Celebrating the Bible in Women's History

Collection ID
PHO.000279.2
Type
Photograph
Date
1869
Geography
United States
Language
N/A
Medium
Photographic print on cardboard
Dimensions
4.1 × 2.5 × 0.2 in. (10.4 × 6.3 × 0.5 cm)
Exhibit Location
Not on View

This photograph is of Isabella Thoburn (1840–1901), a missionary to North India. In 1869, Isabella was one of the first two missionaries sponsored by the Woman’s Foreign Missionary Society of the Methodist Episcopal Church. Isabella traveled and eventually established a high school and woman’s college in India. The Woman’s Foreign Missionary Society began after a small group of women heard Dr. William Butler preach a missionary sermon on March 14, 1869, in Boston, Massachusetts. Throughout the society’s existence, they sent women missionaries to Africa, South America, and various other countries, including India, China, Japan, Korea, Italy, Mexico, Bulgaria, and the Philippines.

Created in 1869 by William Shaw Warren, Boston, Massachusetts.[1] Acquired by 2010 by Gene Albert (Christian Heritage Museum), Hagerstown, Maryland; Privately purchased in 2010 by Green Collection, Oklahoma City, Oklahoma; Donated in 2017 to National Christian Foundation (later The Signatry), under the curatorial care of Museum of the Bible, Washington, DC.

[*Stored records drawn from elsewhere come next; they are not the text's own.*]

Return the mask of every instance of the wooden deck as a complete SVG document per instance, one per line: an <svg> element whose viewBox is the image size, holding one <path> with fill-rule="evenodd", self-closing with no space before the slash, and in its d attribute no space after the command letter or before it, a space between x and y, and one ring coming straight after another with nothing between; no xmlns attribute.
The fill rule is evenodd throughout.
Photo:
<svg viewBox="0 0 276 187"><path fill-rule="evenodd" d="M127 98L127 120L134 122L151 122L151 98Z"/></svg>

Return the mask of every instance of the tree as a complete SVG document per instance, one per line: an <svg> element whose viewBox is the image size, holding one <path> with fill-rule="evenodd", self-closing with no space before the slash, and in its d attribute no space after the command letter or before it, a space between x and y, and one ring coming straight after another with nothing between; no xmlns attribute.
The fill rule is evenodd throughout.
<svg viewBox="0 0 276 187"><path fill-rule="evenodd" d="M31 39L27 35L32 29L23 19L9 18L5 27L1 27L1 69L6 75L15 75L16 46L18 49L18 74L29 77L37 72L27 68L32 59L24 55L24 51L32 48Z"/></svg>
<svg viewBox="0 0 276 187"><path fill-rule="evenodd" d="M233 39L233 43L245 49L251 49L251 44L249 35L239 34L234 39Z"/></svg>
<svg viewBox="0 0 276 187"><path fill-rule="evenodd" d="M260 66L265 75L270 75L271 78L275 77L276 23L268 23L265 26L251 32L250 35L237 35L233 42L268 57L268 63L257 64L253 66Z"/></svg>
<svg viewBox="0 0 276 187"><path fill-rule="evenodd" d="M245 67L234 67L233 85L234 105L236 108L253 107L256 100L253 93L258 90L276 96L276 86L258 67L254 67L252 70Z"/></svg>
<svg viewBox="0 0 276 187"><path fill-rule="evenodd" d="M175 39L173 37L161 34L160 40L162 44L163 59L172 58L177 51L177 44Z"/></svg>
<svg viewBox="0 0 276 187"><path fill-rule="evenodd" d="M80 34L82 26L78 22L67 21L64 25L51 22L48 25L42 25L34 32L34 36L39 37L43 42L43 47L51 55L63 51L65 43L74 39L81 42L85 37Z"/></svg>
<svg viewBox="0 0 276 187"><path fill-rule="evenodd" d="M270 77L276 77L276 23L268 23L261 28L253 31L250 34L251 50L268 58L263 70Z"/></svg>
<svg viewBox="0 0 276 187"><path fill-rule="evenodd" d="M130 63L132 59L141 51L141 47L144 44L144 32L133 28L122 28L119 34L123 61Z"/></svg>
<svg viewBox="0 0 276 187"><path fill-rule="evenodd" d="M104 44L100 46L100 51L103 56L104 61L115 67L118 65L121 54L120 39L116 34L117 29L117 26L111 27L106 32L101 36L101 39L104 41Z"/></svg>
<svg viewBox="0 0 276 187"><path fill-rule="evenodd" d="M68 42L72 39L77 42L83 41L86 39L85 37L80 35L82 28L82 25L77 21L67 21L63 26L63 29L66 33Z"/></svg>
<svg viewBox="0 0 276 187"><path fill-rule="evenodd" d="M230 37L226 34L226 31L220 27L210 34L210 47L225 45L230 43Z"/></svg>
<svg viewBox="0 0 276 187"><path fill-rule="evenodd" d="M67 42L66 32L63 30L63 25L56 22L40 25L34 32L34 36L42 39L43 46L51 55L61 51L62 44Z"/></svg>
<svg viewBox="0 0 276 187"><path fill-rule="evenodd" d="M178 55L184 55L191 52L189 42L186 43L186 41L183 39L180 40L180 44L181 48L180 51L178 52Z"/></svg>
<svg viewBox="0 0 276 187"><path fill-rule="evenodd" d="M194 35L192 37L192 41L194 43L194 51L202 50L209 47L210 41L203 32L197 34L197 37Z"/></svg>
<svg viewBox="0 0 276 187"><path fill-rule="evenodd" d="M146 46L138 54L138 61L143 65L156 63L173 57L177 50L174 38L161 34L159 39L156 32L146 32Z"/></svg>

Notes: [1] W. [William] Shaw Warren was a photographer in Boston at 41 Winter Street in the 1870s and was prolific during the Carte de Visite era. The back of the photograph contains the photographer’s pictorial label. An inscription under the picture states, “Isabella Thoburn, Lucknow.” Two different inscriptions appear on the back of the card. One inscription states, “Isabella Thoburn, Lucknow, India 1869”; the other reads, “1836–1922; 1st Missionary, Women’s For. Miss. Soc.”